Under former President Omar al-Bashir, just the fact that Anita and the other dancers are wearing trousers could have seen them flogged.
(SOUNDBITE) (Arabic) DANCER WITH VOICE OF NUBA TROUPE, ANITA SAIMON, SAYING:
"Before the revolution our shows were inside specific, suitable venues, during events, or things like that. But now that there's freedom we're practicing in parking lots, we've started to work normally without any restrictions."
Bashir's three decades in power were marked by stringent social and religious rules.
But since he was overthrown in April, the country's morality police have melted away.
In November, authorities repealed a notorious public order law used to impose conservative Islamic social codes.
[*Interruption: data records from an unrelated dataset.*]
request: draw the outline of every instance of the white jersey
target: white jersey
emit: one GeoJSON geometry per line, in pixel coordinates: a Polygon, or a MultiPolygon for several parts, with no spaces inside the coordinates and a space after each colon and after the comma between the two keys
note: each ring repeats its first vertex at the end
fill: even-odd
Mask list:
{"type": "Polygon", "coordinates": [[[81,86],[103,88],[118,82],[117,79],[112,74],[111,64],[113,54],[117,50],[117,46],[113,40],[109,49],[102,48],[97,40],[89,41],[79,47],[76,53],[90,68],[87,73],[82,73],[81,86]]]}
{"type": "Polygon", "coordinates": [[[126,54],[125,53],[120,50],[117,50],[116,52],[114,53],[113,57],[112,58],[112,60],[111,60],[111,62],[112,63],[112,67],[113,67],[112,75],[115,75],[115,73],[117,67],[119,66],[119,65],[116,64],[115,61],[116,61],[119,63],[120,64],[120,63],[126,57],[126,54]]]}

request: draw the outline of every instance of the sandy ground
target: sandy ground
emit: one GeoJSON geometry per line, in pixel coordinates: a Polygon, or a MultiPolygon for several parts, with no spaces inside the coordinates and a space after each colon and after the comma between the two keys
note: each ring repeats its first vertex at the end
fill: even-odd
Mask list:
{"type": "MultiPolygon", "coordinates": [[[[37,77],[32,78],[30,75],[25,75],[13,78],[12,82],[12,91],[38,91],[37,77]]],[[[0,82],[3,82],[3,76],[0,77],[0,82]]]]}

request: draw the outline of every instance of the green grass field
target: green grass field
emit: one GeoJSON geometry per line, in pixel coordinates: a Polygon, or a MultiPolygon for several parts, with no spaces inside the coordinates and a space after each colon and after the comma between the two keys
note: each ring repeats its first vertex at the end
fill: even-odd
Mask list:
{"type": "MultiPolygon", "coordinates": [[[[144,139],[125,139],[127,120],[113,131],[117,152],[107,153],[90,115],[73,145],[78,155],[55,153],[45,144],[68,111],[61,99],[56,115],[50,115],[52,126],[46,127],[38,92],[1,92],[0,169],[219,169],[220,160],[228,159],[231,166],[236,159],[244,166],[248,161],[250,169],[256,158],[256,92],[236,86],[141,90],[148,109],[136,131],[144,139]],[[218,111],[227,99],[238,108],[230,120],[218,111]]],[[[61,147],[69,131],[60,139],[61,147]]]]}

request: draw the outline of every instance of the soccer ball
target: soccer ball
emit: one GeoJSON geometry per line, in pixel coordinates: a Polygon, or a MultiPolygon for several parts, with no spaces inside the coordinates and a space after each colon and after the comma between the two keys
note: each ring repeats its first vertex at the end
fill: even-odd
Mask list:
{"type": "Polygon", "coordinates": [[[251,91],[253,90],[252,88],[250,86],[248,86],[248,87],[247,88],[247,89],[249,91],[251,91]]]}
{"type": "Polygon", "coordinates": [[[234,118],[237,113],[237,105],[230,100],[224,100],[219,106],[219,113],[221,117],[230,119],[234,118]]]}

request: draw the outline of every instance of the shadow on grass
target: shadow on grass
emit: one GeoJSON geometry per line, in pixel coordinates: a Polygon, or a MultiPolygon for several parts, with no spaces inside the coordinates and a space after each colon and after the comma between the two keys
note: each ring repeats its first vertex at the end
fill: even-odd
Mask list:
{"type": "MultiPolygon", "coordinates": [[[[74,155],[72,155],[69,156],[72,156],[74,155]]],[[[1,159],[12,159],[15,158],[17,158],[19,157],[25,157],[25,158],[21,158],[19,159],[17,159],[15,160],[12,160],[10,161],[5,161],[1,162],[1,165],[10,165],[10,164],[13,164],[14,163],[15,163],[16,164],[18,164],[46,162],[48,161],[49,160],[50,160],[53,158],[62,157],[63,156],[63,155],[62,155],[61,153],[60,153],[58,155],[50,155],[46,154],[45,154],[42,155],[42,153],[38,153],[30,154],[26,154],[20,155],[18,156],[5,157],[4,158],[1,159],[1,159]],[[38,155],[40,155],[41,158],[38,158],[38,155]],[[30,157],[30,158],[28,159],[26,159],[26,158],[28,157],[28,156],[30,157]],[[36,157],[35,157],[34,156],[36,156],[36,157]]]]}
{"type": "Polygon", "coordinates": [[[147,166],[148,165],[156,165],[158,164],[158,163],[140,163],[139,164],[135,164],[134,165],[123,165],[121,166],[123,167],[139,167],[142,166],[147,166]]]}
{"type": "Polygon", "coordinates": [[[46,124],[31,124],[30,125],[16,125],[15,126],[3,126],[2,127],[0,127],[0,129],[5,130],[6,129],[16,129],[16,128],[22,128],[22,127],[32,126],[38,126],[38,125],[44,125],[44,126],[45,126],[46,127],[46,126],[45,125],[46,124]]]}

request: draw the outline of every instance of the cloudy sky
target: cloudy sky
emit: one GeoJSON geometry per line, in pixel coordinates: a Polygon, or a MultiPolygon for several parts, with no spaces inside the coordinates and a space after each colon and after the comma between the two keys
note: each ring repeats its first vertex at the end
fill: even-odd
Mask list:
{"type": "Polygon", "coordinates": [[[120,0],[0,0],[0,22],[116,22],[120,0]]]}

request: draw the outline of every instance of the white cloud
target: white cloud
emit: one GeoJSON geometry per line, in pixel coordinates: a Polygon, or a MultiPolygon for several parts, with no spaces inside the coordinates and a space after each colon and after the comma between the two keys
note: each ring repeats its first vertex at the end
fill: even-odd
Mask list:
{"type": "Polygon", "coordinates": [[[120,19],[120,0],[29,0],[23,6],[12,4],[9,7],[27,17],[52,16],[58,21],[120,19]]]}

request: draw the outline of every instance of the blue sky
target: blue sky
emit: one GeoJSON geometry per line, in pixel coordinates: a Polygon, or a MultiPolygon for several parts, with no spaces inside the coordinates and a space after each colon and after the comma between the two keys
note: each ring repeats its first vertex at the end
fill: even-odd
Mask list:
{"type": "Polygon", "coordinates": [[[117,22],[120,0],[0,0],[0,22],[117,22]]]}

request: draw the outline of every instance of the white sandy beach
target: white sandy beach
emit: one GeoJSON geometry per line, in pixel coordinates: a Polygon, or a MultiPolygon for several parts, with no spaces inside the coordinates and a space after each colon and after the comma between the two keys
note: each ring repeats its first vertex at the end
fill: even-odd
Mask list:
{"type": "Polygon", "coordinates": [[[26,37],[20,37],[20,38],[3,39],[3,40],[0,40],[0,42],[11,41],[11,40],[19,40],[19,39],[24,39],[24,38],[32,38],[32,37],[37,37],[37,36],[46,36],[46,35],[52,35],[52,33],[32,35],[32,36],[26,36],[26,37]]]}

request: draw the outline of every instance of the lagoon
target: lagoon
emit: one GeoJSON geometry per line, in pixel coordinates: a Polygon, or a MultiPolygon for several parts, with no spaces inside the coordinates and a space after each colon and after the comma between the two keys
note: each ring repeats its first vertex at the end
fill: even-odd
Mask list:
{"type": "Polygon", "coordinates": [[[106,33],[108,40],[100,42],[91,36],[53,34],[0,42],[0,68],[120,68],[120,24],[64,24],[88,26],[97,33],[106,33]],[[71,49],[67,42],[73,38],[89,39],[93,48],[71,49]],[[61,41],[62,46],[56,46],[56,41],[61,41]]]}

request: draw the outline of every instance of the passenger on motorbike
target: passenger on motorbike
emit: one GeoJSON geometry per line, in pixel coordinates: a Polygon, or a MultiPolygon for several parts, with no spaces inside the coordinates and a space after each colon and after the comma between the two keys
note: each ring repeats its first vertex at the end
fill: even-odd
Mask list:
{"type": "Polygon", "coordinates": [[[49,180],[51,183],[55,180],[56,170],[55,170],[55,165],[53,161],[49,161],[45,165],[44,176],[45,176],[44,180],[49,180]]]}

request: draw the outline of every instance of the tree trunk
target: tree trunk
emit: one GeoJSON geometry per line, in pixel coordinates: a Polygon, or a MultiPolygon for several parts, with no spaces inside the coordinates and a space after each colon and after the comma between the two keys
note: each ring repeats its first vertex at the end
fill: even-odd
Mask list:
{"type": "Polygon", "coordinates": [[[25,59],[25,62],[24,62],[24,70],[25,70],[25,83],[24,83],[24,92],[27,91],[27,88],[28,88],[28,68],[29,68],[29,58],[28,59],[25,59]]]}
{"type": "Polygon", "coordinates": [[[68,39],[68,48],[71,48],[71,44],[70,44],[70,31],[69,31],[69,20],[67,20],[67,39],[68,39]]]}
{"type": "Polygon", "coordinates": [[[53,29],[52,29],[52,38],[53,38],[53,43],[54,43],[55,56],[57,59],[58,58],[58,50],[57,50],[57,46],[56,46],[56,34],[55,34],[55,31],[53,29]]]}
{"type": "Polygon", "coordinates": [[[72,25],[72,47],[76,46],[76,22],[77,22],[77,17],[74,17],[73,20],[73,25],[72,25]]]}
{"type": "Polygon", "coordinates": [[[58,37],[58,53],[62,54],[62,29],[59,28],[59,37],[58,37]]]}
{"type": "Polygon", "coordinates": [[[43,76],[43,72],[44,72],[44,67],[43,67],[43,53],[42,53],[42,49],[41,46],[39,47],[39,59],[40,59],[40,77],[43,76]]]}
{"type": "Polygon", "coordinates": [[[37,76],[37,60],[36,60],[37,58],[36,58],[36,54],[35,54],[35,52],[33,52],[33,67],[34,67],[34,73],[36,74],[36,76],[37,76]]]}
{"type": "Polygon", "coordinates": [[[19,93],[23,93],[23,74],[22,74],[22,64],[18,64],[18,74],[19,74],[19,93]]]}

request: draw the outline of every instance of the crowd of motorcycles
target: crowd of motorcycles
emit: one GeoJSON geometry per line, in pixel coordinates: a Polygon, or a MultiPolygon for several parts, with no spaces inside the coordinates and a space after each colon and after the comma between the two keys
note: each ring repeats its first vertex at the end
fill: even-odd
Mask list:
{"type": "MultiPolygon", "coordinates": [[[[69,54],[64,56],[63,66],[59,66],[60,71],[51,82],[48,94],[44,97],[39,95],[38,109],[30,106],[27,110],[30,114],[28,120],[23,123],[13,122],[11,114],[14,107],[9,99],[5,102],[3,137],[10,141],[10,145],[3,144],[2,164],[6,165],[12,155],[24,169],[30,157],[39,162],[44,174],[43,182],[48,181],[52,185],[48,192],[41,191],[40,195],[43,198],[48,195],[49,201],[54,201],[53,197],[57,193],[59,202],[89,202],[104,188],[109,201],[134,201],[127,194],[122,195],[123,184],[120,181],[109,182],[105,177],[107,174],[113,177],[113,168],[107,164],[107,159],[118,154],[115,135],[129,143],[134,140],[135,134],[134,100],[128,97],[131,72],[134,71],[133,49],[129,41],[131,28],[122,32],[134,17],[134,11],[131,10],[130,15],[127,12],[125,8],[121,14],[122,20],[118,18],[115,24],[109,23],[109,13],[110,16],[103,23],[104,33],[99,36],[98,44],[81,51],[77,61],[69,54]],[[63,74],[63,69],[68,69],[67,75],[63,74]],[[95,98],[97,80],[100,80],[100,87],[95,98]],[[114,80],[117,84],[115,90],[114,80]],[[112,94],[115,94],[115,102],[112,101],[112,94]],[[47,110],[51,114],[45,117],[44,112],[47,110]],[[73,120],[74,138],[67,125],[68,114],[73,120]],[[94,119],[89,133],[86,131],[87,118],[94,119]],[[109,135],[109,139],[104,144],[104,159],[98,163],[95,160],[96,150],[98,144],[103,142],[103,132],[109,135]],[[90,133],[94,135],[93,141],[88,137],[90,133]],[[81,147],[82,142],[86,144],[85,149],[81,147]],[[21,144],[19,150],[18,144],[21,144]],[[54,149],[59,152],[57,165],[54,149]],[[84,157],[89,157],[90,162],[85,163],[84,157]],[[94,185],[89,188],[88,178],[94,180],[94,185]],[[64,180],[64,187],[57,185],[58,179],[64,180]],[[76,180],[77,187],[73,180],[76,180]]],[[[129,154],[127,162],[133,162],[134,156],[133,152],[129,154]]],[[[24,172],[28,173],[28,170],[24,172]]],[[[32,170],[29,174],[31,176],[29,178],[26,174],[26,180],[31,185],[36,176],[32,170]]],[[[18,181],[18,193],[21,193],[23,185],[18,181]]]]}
(SOUNDBITE) (Arabic) MUSICIAN, SOMEYA SALAH, SAYING:
"We understand that change won't happen tomorrow because of the revolution, it will take time. But what's new after the revolution is that there is hope."
Many women say they can now wear what they want and there's been an explosion in artistic expression.
Music producer Mohamed Abdulaziz says genres such as hip hop and rap - previously seen as subversive - have flourished.
(SOUNDBITE) (Arabic) MUSIC PRODUCER, MOHAMED ABDULAZIZ, SAYING:
"Revolution, change, freedom, our rights, our duty towards our country, and how we will build it. There are new and rich topics. So it helped a lot, and started increasing amongst musicians."
But some say the social changes are shallow; restrictive laws remain in place and women, who helped lead the uprising are still under-represented.
Activists complain that legislation underlying the public order law has not yet been repealed and that women are not protected from sexual harassment or rape.
And they say progress is uncertain under a power sharing deal between civilian groups and the military.